The Rich Writer: Finding Your Voice: Seven Tips

The Rich Writer

How to Thrive on the Writer's Road

Thursday, April 7, 2011

Finding Your Voice: Seven Tips

Despite the oft-repeated advice for authors to write for a single audience (to build that elusive brand), many childen’s writers write for both middle graders and young adults. Denise Vega entertains middle school students with her novels Click Here (to find out how I survived seventh grade) and Access Denied (and other eighth grade error messages), but reaches teens in Fact of Life #31 and the soon-to-be-released Rock On. (She also writes picture books, but only because she’s an overachiever <grin>).        Pictures

Fantasy author Hilari Bell targets younger readers with fast-paced adventure in The Prophecy and Wizard Test, but writes for a more mature audience in books such as her latest release, Trickster’s Girl. How do they do it? How does one change from a young voice to teen and back again?
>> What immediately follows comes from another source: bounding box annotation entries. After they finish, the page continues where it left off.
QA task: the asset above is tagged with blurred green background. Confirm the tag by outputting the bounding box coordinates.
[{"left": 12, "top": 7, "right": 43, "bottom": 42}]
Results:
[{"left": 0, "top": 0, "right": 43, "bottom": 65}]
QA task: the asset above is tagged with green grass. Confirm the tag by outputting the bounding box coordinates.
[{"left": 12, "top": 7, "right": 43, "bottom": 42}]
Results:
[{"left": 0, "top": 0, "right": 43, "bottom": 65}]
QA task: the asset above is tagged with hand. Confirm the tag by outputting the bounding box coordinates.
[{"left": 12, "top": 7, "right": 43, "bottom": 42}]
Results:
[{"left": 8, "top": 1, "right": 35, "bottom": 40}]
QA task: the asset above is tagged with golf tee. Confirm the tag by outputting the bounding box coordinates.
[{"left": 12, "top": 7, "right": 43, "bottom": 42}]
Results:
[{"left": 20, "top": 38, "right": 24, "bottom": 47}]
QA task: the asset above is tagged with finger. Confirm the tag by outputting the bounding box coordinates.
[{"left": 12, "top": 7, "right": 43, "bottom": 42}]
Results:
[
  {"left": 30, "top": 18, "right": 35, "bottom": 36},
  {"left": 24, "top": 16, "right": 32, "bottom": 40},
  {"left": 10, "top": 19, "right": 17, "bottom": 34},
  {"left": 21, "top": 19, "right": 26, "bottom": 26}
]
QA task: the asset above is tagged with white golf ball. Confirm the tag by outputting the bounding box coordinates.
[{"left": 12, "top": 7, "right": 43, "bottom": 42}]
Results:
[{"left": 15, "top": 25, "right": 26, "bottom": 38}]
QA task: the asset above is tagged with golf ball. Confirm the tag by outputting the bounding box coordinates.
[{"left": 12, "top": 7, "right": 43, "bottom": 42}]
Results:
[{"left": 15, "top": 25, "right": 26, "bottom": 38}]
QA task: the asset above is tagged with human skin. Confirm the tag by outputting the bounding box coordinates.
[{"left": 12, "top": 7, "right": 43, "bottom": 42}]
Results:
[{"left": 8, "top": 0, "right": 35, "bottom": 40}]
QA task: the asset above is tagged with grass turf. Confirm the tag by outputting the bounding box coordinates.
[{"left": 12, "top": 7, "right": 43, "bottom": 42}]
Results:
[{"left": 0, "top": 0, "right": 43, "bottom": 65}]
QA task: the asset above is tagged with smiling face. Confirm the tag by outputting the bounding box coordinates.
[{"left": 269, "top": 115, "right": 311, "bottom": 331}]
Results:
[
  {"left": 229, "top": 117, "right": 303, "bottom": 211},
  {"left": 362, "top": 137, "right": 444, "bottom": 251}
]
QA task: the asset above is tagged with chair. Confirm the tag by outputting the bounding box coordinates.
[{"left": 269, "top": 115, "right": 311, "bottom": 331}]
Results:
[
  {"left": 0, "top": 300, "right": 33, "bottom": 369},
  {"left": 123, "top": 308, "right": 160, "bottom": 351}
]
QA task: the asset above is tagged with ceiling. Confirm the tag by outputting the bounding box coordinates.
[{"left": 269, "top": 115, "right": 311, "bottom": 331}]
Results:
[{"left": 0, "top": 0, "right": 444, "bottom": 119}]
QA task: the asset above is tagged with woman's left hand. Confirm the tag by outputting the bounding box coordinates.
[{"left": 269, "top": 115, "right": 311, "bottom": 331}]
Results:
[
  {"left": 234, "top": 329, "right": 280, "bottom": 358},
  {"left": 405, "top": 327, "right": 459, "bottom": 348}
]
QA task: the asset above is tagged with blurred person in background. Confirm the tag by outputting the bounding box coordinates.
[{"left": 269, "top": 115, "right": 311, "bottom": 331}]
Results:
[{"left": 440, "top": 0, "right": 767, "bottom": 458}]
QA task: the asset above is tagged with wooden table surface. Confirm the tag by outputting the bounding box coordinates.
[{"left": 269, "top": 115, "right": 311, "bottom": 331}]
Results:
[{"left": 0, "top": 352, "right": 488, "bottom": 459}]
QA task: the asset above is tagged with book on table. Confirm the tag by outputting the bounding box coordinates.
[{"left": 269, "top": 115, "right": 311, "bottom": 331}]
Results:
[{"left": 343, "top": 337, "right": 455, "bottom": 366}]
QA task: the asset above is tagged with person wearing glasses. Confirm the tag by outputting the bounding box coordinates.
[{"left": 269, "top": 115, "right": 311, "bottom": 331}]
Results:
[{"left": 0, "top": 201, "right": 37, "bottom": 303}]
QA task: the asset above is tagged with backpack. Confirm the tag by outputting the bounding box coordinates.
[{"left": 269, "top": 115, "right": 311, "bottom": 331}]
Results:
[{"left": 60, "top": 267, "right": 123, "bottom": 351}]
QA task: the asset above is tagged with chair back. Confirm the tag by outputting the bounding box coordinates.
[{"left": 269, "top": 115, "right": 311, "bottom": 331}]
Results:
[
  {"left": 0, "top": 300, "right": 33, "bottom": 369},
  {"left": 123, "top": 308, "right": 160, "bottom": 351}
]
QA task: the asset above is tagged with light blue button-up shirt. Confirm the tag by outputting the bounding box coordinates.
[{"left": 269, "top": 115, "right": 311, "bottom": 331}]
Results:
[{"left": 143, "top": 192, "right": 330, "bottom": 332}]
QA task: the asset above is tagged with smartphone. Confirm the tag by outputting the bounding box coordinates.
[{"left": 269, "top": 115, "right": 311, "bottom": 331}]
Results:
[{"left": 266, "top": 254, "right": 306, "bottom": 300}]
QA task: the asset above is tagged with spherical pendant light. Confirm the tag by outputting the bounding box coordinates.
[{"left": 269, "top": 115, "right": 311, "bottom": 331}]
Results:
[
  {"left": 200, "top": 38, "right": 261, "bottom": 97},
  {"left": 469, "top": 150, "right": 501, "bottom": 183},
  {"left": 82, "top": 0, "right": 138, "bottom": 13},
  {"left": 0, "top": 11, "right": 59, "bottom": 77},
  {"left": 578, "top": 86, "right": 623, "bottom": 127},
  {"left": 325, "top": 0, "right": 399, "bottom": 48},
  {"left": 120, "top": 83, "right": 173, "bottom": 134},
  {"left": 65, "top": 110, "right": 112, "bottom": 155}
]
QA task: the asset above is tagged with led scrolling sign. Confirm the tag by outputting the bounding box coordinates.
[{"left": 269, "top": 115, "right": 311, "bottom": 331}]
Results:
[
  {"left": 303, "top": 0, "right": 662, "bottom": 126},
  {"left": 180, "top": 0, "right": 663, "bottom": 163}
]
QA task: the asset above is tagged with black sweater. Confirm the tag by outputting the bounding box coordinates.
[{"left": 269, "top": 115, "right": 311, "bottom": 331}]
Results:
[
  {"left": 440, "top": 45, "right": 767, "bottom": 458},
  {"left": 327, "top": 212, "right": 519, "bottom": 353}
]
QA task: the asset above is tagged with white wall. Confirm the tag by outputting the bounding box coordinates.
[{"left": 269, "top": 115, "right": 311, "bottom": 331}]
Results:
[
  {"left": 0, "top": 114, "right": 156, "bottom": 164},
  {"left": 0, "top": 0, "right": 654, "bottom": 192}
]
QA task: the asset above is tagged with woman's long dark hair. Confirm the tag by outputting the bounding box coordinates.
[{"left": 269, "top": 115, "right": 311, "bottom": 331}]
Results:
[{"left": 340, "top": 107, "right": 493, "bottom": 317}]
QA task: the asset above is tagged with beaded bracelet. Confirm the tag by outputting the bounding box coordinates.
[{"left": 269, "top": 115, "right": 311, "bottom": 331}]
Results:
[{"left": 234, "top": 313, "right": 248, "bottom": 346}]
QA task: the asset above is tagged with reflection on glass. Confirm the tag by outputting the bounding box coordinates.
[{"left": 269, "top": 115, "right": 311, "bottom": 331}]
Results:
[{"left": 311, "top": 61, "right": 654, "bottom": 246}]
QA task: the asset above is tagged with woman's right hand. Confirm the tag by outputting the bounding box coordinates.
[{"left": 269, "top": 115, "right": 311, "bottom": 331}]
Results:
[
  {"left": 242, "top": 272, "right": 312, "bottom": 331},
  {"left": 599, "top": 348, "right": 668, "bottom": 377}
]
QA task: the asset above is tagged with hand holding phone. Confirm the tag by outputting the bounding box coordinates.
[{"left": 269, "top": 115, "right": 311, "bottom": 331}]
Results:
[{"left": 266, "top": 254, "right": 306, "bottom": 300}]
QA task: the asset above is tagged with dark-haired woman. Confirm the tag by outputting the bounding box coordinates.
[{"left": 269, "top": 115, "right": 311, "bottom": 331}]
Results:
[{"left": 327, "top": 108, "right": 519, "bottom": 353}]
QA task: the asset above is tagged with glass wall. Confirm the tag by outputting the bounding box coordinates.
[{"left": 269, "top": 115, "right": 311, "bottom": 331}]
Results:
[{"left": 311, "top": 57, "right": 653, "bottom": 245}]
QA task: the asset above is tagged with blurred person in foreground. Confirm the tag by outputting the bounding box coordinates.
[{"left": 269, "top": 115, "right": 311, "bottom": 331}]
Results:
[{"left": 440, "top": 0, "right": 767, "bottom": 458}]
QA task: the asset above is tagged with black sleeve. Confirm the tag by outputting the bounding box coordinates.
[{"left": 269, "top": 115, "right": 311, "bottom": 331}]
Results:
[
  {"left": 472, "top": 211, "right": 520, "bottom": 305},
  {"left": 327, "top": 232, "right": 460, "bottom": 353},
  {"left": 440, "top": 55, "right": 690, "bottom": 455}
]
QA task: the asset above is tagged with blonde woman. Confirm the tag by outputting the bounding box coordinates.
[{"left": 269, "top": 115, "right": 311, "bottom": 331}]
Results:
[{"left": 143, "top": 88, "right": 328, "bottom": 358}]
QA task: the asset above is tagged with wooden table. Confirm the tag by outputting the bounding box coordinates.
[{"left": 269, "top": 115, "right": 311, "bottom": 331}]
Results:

I’m thinking about this question because I spent the past year writing and re-writing a contemporary young adult novel—and trying to write in an older character’s voice—and now that I’m drafting another middle grade novel, the voice won’t come out as young as I think it should.

It made me question whether I’m writing the right story. Should this actually be a young adult novel? Should I write about a teen protagonist, possibly female, instead of a male seventh grade student? Worth considering—but the answer turns out to be “no”. The story is best suited to a younger audience. So…I need to get my voice in line.

How do successful authors manage to switch writing voice to suit their audience? How do I pull this off? I don’t have a set-in-stone answer, because this is a work-in-progress; but here are some strategies I’ve found helpful:

  1. Collect “mentor books,” great reads that are aimed at your  target audience. These aren’t necessarily to re-read, but to inspire. Pick a page or chapter to enjoy; notice how the author handles pacing, dialog, character thoughts, and description.
  2. Post a sticky note in your writing space (originally inspired by children's author R.L. LaFevers): “It’s the voice, stupid :)” Keeping this reminder close at hand helps me ask whether I’m writing what a kid would find important or if, for instance, I’m indulging my love of description.
  3. Journal or free write from your main character’s (mc) point of view. This is a low-pressure way to practice focusing on what he thinks and observes.
  4. Journal or free write memories of your 12-year-old self. By mining those memories, I can slide more easily into my mc’s head.
  5. List your mc’s worries and fears. Ask what will be top of his mind in school, biking home, hanging out with friends, seeing his sister, eating dinner with his family.
  6. Eavesdrop on local 12-year-olds (preferably with parental permission <grin>). There’s no better way to remind yourself of a young person’s priorities, humor, and interactions with others than by hanging out with them.
  7. When all else fails, keep pounding out that first draft. Often I don’t nail my character’s voice until I’ve completed that first draft—and I give my permission not to do so. I know I can fix and tighten on the rewrite.

What about you? Do you write for different audiences? Do you have any tips to share on finding your character’s voice?